Et même sur des supports purement digitaux, la VOL n’est pas à la pointe du programmatique selon Augustin Ory: « une technologie comme le header bidding [mise en concurrence de plusieurs DSP pour tirer les prix vers le haut au profit des éditeurs] n’est pas encore disponible en vidéo ». La data et le retargeting vidéo semblent encore rare « avec une approche très TV de la vidéo : le même message, à tout le monde et au même moment ! ». Le co-fondateur de The Moneytizer tempère cependant : « à voir si le programmatique ne va pas tirer le marché de la VOL vers le bas ». Et dans ce cas, son « retard » technologique est potentiellement un avantage.

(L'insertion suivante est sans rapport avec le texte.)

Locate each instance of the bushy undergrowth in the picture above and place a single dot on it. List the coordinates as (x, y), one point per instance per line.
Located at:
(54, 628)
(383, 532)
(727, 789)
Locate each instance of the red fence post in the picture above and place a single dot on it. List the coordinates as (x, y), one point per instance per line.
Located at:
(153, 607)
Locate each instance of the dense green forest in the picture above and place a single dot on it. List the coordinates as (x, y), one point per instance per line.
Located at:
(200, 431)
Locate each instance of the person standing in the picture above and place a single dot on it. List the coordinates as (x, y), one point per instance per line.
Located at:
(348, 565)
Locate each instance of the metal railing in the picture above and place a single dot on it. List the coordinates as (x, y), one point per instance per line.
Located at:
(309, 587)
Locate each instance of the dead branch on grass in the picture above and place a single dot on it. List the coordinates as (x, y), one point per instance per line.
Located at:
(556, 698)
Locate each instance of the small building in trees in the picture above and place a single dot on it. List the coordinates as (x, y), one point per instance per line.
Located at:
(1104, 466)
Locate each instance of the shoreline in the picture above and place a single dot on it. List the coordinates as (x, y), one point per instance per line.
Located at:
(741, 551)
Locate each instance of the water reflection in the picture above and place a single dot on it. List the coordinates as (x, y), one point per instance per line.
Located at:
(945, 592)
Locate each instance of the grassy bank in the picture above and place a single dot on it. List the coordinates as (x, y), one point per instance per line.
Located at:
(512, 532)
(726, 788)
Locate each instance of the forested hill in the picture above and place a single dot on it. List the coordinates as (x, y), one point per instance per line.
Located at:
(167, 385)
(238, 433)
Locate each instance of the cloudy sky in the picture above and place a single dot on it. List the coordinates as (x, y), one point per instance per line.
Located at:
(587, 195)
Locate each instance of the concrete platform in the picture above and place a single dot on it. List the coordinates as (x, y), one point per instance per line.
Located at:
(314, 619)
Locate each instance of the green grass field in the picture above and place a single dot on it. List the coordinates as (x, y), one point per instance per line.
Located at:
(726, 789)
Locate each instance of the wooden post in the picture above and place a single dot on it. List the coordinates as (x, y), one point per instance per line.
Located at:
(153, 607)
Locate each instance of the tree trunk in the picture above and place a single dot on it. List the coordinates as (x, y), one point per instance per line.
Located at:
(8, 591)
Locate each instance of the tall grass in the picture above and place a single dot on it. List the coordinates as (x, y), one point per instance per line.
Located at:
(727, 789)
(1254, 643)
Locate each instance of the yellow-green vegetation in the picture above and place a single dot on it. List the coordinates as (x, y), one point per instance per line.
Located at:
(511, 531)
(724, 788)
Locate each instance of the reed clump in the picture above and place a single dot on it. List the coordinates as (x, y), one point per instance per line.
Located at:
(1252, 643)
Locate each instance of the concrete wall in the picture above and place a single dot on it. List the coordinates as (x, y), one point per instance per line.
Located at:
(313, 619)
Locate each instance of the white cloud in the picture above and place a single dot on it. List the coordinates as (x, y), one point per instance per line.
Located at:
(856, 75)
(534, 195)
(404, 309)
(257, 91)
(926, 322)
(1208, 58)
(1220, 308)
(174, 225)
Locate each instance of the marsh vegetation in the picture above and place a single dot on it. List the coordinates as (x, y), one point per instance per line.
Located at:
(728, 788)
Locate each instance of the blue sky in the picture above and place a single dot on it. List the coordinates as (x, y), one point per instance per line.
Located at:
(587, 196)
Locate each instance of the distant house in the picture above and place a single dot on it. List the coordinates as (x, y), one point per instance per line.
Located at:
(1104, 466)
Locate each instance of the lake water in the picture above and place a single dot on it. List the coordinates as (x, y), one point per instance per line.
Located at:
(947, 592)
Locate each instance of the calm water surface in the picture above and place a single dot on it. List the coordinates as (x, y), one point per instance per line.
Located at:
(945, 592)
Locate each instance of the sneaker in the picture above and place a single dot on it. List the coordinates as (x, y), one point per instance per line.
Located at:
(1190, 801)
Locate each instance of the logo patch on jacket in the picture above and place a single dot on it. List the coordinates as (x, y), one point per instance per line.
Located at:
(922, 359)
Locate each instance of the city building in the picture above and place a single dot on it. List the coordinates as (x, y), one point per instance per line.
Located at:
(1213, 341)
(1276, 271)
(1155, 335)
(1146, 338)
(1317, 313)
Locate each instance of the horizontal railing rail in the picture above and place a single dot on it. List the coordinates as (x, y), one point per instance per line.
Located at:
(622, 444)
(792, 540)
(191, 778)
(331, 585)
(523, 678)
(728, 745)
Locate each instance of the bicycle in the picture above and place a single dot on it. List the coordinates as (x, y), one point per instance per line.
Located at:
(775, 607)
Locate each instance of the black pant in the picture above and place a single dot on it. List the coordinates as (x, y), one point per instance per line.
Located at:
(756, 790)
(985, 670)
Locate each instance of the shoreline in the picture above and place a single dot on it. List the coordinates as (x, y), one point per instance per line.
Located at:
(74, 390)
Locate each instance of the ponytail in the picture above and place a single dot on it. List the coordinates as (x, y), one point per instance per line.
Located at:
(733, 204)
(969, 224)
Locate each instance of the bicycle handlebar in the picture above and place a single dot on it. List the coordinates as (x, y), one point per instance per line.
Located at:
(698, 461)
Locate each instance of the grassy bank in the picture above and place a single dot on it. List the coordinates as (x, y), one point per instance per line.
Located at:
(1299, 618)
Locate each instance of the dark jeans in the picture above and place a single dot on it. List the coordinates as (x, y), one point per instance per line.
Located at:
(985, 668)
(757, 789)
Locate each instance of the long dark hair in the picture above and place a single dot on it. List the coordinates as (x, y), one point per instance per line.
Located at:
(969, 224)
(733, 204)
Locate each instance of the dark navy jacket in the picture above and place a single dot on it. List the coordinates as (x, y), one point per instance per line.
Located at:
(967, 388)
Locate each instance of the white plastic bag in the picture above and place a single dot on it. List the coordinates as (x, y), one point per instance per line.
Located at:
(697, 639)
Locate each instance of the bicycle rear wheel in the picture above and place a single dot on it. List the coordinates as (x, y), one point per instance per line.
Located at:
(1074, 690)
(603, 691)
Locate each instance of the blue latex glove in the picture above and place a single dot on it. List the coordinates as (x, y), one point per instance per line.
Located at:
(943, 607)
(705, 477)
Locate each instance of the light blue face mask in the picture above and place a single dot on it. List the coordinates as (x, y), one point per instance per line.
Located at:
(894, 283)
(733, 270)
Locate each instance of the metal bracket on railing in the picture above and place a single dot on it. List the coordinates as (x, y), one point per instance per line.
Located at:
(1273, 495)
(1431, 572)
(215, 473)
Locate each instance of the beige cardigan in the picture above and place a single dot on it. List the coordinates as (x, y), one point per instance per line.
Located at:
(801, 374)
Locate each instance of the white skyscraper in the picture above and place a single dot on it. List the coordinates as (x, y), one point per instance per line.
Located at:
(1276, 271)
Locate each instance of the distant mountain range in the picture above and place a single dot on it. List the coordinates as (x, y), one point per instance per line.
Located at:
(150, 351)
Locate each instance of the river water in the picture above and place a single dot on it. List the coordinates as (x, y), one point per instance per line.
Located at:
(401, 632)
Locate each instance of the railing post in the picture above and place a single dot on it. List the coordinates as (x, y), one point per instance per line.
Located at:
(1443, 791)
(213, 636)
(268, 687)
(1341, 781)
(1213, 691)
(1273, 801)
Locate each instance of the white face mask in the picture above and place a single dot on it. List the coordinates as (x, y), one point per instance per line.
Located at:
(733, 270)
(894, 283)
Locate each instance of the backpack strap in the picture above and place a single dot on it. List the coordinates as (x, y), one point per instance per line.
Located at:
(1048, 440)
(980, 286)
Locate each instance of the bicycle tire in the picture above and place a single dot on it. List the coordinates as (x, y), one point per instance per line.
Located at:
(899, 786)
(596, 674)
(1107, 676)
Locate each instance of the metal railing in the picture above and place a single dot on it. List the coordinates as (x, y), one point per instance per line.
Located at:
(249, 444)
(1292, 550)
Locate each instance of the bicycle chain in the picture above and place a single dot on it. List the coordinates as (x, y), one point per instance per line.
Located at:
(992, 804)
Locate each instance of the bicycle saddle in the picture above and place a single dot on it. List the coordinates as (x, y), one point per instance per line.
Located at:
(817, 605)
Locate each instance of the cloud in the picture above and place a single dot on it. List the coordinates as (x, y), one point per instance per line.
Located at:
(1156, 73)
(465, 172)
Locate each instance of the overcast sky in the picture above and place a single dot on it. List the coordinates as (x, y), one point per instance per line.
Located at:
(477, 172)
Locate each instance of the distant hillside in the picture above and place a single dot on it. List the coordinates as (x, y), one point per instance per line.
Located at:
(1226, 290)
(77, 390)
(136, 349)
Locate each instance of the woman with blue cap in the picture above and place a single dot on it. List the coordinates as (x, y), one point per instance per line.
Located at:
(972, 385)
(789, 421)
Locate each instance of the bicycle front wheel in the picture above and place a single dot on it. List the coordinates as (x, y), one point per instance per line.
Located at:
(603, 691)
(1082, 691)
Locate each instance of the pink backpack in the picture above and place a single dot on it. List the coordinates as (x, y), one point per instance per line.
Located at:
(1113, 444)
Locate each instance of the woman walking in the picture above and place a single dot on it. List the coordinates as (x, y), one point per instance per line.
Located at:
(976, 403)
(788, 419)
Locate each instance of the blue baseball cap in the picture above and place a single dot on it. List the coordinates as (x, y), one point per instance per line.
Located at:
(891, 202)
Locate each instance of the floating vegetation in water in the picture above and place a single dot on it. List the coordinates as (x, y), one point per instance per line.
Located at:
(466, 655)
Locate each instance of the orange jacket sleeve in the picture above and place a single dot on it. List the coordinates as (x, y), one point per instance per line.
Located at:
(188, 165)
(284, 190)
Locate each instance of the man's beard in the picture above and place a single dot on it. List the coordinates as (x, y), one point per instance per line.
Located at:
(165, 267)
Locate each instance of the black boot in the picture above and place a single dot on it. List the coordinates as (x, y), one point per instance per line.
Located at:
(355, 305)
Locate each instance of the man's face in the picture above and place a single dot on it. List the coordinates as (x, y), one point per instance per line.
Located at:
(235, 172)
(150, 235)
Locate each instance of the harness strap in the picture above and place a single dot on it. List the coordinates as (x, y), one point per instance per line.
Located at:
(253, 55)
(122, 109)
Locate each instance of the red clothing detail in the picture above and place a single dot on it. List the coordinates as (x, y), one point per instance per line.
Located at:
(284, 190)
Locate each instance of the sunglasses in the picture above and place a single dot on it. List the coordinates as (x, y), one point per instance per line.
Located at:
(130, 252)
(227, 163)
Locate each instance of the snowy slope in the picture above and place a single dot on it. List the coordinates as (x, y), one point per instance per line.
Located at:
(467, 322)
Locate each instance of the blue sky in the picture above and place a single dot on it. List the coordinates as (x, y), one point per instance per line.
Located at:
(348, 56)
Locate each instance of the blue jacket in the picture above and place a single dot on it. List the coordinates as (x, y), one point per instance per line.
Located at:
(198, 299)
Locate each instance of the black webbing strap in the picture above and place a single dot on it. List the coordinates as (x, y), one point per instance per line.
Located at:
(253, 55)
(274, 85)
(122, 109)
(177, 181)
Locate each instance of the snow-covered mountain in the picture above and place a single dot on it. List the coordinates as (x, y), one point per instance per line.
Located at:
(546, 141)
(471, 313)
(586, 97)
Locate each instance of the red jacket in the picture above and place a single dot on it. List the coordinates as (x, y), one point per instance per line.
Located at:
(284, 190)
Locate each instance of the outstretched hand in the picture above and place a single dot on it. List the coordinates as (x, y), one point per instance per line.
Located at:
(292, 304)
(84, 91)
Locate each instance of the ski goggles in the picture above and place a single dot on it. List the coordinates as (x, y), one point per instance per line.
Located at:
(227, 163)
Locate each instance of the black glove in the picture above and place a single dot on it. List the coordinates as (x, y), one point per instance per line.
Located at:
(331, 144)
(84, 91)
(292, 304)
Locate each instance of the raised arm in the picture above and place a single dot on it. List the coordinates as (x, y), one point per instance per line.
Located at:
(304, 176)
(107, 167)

S’affranchir de l’AdBlocking
Le pre-roll, en particulier le non skippable, est régulièrement cité comme le « usual suspect » de l’AdBlocking. C’est potentiellement après « 160 secondes de tunnel publicitaire en catchup que l’utilisateur peut être tenté d’installer un AdBlocker » comme l’indique Matthieu Le Cann, qui recommande davantage de mesure. L’enjeu est clé, alors que l’AdBlocking représente 36% des internautes français (20% de croissance en un an, et 54% des 15-25).
Or comme l’indique Augustin Ory, « la VOL n’est pas le suspect qui est systématiquement cité dans les études liées à l’AdBlocking. Sont davantage mis en cause la répétition, l’encombrement, le mauvais ciblage, et des formats comme l’interstitiel, en particulier sur mobile ».
Perspectives
Ce dossier en atteste, la vidéo en ligne n’en est qu’à ses balbutiements. Tant les opportunités offertes par le digital sont encore rarement exploitées par la VOL : l’interactivité, le shoppable ou encore un ciblage data poussé. L’enjeu n’est donc plus réellement technologique, mais avant tout pédagogique vis-à-vis du marché : à la VOL de mesurer chaque jour un peu mieux son efficacité grâce à ses propres spécificités et à elle de créer ses propres références.